Nel diritto romano l'obbligo, fissatosi forse dapprima nei rapporti di clientela e di patronato, ebbe, e ben si comprende, tardivamente (nell'epoca imperiale) applicazione nei rapporti di famiglia per opera di varî rescritti, mediante la cognitio dei consoli extra ordinem. Più che di un' obbligazione in senso proprio trattavasi di un officium derivante dai rapporti di parentela e reso coattivo. Presupposto il bisogno dell'alimentando, la misura dell'obbligo dipendeva dai mezzi dell'obbligato e il suo contenuto era alquanto variabile a seconda dei rapporti. Probabilmente, al suo primo affermarsi nell'orbita della famiglia, si riconnetteva alla patria potestà, ma già durante il diritto classico se ne era reso indipendente. Qui fu riconosciuto, reciprocamente, fra ascendenti e discendenti nella linea paterna solo per la parentela legittima, nella linea materna certo per la parentela illegittima, se non anche, benché ciò sia contestato da qualche scrittore, per quella legittima; così è ad ogni modo nel diritto giustinianeo, che estese l'obbligo alla linea paterna anche nella famiglia illegittima (per i figli avuti da concubina, i così detti liberi naturales). Appartiene al diritto nuovo, molto probabilmente, anche l'estensione dell'obbligo alla linea collaterale. I compilatori, secondo le loro tendenze, oltre ad altre estensioni, giunsero ad imporre, per il caso di estremo bisogno, l'obbligo agli eredi del figlio dell'alimentando (Dig., XXV, 3, de agnoscendis, 5, § 17, itp.); inoltre non appartenendo più ai consules la cognitio, sostituirono nei passi alla parola consul, la parola iudex o competens iudex.

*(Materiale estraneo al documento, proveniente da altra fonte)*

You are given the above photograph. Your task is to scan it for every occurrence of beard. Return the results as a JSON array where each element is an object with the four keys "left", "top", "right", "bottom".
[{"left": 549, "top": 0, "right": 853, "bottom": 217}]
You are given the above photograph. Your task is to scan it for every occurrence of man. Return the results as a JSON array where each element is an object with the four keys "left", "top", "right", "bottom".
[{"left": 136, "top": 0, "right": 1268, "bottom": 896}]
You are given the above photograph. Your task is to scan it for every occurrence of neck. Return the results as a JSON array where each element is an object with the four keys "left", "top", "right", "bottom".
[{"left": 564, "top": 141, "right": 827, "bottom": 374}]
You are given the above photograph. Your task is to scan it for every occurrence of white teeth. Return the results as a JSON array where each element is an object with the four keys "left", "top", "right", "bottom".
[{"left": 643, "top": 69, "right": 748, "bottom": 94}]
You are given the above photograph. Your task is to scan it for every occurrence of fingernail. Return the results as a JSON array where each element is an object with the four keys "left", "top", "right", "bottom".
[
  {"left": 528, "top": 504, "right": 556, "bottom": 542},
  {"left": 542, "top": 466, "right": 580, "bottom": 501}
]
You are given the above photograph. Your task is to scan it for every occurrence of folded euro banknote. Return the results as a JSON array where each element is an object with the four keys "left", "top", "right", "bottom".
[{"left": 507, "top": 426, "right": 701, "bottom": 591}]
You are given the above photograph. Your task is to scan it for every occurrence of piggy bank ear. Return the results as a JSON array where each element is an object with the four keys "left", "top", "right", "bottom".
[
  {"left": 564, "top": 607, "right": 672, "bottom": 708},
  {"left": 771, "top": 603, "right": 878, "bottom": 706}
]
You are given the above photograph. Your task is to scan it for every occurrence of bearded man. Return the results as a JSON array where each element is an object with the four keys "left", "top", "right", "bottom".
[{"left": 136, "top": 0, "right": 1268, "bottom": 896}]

Nel diritto germanico l'obbligo alimentare familiare, per la massima parte non risultante da leggi, deve però ritenersi conseguenza necessaria della costituzione della famiglia e delle varie regole ad essa relative; nel diritto longobardo pare si sia riconosciuto anche l'obbligo del padre di sostentare i figli naturali; all'obbligo familiare si aggiunge anche qui quello derivante da altri rapporti; p. es. in alcune legislazioni, fra le quali la longobarda, probabilmente da quello del donatario verso il donante, in caso di donazione universale. Nel diritto feudale l'obbligo intercede pure fra signore e vassallo; e anche nell'ambito della famiglia è strettamente connesso coll'ordinamento vario della feudalità. Il diritto canonico introdusse varie specie di obblighi alimentari extrafamiliari; nell'ambito dei rapporti determinati da vincoli di sangue, un testo (c. 5 x, de eo 4, 47) che in realtà si riferiva ai liberi naturales del diritto giustinianeo, inesattamente interpretato, fu il punto di partenza per il riconoscimento del diritto agli alimenti ai figli spurî verso il compagno della madre nel periodo critico, senza che valesse ad escluderlo l'exceptio plurium concumbentium; l'estensione (il fondamento della quale è, peraltro, discusso) divenne massima costante nel diritto comune.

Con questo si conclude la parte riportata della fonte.